I told Gamma that, regarding the shirt-shopping nightmare I had described earlier (two understocked shirt shops that overlapped such that one could not tell where one shop ended and the other began, nor even where the real entrances were, and which carried no really nice shirts, just mostly factory rejects or oddly-styled and funnily-sized strange-fitting shirts with unusual or ugly patterns that I did not want) that I had yesterday been thinking about Uferlosigkeit and Grenzenlosigkeit (and wondering whether there was a significant difference between the two). (Something that is uferlos is unbounded, and grenzenlos would mean without borders).
Inside the house, Alpha said something that sounded as if she were wrapping up her conversation, so I carried the soup bowls into the kitchen and put them into the dishwasher so the cat wouldn’t get in trouble; but it turned out she was not done with her conversation after all.
Gamma asked me how my first day out of quarantine had gone. I said I had forgotten how to drive. When I took my car into the dealer for a check up, I had drifted too close to the shoulder, for example, and was not paying as much attention as I should have. And while at the dealer waiting for my car, I looked at Humans of New York on Instagram and the stories made me cry. I imagined an apprentice mechanic asking the mechanic, Gee did someone give Mr. Living his bill already?
That’s all I did today. Plus a little work. Plus I went grocery shopping and the cashier had to remind me to enter my PIN code.
I was going to take a walk but it’s too nice in the hammock now.
I’ll take a walk tomorrow.
I didn’t gain weight in quarantine (actually I lost a little) but my belly is fatter, which I guess means muscle mass is down.
Washing dishes, taking walks. Life is an endless struggle against entropy.

Things I learned this week

1. One thing you don’t want to hear yourself say while measuring chili powder into a marinade for kebabs you are making is, “oops”. We subscribe to weekly pre-measured recipe boxes from an organic farm in Vienna and I realized today that the spices sometimes are delivered in larger quantities than recipes require, which can result in pepper spray-levels of capsicum released into the air when you toss the mix into a hot frying pan.

2. When everyone in your house has been quarantined and is waiting for the results of their COVID-19 test, the kind thing to do in this situation is explain to them that you, and now they, are all coughing because you just pepper sprayed them, and then go open windows.
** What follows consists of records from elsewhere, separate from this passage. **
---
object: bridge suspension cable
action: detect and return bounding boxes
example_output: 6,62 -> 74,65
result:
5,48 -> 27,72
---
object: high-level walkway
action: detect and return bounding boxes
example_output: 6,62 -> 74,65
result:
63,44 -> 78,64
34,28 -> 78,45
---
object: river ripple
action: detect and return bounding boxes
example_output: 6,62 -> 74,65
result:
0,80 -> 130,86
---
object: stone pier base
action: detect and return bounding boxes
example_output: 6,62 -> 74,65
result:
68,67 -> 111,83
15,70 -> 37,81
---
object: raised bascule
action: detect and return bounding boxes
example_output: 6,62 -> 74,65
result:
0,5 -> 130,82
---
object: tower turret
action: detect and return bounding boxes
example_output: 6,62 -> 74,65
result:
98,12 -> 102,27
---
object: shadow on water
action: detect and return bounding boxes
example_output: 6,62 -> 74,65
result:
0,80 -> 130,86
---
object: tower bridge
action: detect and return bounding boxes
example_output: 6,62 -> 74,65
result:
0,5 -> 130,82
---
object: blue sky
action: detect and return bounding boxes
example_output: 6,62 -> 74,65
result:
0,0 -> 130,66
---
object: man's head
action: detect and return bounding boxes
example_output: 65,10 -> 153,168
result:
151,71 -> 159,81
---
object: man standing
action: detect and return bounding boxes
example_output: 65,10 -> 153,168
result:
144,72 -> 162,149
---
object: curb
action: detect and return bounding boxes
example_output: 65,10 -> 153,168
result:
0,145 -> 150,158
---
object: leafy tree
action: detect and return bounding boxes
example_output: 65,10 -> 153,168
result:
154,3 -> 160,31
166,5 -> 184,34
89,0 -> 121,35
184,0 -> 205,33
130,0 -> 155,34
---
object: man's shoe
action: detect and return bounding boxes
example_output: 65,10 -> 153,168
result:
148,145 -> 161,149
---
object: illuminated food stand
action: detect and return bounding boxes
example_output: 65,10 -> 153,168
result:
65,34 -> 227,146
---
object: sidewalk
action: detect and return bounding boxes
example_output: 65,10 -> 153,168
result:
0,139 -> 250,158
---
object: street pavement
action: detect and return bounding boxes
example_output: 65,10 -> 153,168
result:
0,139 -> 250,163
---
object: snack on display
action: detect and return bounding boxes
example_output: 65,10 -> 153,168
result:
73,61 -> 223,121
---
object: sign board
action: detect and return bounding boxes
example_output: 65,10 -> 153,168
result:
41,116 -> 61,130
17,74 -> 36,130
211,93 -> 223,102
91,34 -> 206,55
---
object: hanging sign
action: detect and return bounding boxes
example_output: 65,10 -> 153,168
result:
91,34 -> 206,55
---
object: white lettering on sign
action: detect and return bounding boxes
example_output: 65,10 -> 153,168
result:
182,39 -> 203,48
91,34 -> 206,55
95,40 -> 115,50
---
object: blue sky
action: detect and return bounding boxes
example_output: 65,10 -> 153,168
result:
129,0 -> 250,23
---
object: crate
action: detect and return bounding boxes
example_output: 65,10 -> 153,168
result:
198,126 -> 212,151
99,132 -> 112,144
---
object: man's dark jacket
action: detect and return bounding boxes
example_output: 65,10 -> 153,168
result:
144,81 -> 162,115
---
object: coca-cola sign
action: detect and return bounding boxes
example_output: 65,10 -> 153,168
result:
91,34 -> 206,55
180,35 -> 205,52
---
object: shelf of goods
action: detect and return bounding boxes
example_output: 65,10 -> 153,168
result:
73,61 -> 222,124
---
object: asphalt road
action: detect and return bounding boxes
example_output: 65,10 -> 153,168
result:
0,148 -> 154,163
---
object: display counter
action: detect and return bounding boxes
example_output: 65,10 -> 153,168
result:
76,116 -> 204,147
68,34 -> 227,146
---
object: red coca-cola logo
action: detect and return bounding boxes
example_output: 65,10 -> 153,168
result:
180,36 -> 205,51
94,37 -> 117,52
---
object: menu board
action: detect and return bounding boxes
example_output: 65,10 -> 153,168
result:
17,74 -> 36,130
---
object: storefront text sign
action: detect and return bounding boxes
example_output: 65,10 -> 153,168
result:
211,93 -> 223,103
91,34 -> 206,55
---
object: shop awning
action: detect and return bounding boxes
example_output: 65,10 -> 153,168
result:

3. The test takes much longer when it is being done on you than when you are watching someone else being tested. Time is relative. 30 seconds is not such a long time when someone else has a probe up their nostril, but a very long time when it’s your nostril.

4. When the health office calls you after waiting 3 days and tells you your test is negative, that’s a very good feeling.